Tu es celui qui est tombé amoureux le premier. Tu es celui qui m'a approché le premier. Tu es celui qui s'est immiscé dans ma vie en lâchant l'équivalent d'une bombe à hydrogène, qui a dévasté mon existence. Tu es celui qui a envahi mon espace vital, et qui m'a fait tomber amoureux de toi. C'est toi, le responsable de tout ça.
Toi aussi, tu devais savoir que ça arriverait. Et pourtant, tu n'as rien fait pour éviter ces regards de dégoût. Tu te rappelles, Shinobu ?
J'ai essayé de te tenir la main en public. Quand tu as agrippé la mienne par réflexe, pour me montrer je ne sais plus quelle vitrine, je ne t'ai pas lâché. Tu m'as jeté un drôle de regard, comme si j'avais perdu la tête. Mais tu semblais si heureux. Alors j'ai catégoriquement refusé de laisser s'échapper tes doigts, et je les ai emmêlés aux miens.
Les gens nous fixaient.
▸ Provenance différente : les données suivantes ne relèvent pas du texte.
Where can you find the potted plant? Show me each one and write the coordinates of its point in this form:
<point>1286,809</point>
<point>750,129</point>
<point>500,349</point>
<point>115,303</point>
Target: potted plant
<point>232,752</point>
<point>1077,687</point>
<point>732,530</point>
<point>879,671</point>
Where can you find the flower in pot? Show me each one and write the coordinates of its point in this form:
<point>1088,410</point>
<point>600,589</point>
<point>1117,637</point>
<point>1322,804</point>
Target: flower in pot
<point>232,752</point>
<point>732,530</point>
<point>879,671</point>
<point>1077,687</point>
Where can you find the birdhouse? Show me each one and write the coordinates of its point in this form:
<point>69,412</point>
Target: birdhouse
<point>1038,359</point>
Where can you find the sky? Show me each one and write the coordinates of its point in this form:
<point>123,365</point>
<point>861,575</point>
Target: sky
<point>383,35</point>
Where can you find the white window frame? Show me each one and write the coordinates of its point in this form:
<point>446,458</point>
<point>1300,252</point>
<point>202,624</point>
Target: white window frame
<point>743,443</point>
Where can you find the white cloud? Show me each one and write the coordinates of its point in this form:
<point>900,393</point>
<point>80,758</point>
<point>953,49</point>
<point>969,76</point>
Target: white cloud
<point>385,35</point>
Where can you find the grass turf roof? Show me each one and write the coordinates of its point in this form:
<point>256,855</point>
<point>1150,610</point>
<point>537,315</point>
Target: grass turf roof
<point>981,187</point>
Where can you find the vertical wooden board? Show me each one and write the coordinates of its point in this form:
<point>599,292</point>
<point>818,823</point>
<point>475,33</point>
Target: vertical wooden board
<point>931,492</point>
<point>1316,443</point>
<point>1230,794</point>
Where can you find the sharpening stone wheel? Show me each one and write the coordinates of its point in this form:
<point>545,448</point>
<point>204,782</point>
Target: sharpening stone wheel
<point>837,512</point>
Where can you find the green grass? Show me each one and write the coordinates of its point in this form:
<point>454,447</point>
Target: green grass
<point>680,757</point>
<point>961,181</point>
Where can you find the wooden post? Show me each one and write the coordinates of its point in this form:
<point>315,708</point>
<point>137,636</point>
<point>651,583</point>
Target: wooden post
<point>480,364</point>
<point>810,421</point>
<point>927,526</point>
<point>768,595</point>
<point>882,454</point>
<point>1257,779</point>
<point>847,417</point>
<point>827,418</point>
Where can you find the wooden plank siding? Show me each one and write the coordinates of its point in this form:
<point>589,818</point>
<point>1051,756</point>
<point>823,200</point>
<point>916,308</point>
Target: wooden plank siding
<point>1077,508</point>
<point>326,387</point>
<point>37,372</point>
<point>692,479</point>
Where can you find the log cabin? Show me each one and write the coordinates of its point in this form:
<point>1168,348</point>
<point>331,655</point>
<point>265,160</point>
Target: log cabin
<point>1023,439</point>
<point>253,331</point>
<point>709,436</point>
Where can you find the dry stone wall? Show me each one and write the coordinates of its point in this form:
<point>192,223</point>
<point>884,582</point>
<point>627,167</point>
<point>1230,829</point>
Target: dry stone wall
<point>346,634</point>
Certains avec étonnement, d'autres avec répugnance. Le dégoût, tellement violent, que j'ai pu lire dans les yeux de quelques uns m'a donné envie de hurler. Je me fichais bien ce qu'on pouvait penser de moi. Cependant, je ne pouvais laisser personne te regarder comme ça, avec une telle haine dans les yeux, sans réagir. Je ne voulais pas que tu sois blessé.
Je t'ai regardé, j'avais peur de ce que ton regard allait m'apprendre. Peur que tu sois touché, terrifié, blessé.
Tu as réussi à me surprendre, une fois de plus : tu t'en fichais totalement.
Tu ne semblais même pas avoir remarqué. Tu te moquais de ce qui nous entourait, simplement parce que tu étais avec moi. Tu ne voyais rien.
Comment fais-tu? Comment fais-tu pour m'aimer au point que rien d'autre ne compte ? Pour être aussi maladroit et pourtant viser aussi juste ?
Tu es assis sur le canapé, en face de moi. Tu as posé ton classeur sur tes jambes croisées et tu te concentres sur tes cours. Tu ne me prêtes même plus attention, absorbé que tu es dans tes révisions, en prévision des prochains examens. Ah, Shinobu… comment est-il possible d'être aussi adorable en ayant les sourcils froncés à ce point ?
Pris d'une impulsion subite, je me lève et te sers contre moi. Là, tout de suite, j'ai besoin de ta présence, de ton contact, de m'enivrer de l'odeur de ton cou et de celle de tes cheveux. Tu protestes pour la forme, parce que je viens de faire s'envoler tes cours. Puis, comme toujours, tu finis par passer tes bras autour de mon cou pour accueillir le baiser que je ne tarde pas à te donner. Si tu savais combien j'aime ces moments où tu te blottis contre moi… Nos yeux se rencontrent, nos lèvres aussi. Je sens ton corps frémir sous le mien. Cela me bouleverse à chaque fois.
Être aussi attirant que tu l'es, Shinobu, c'est criminel.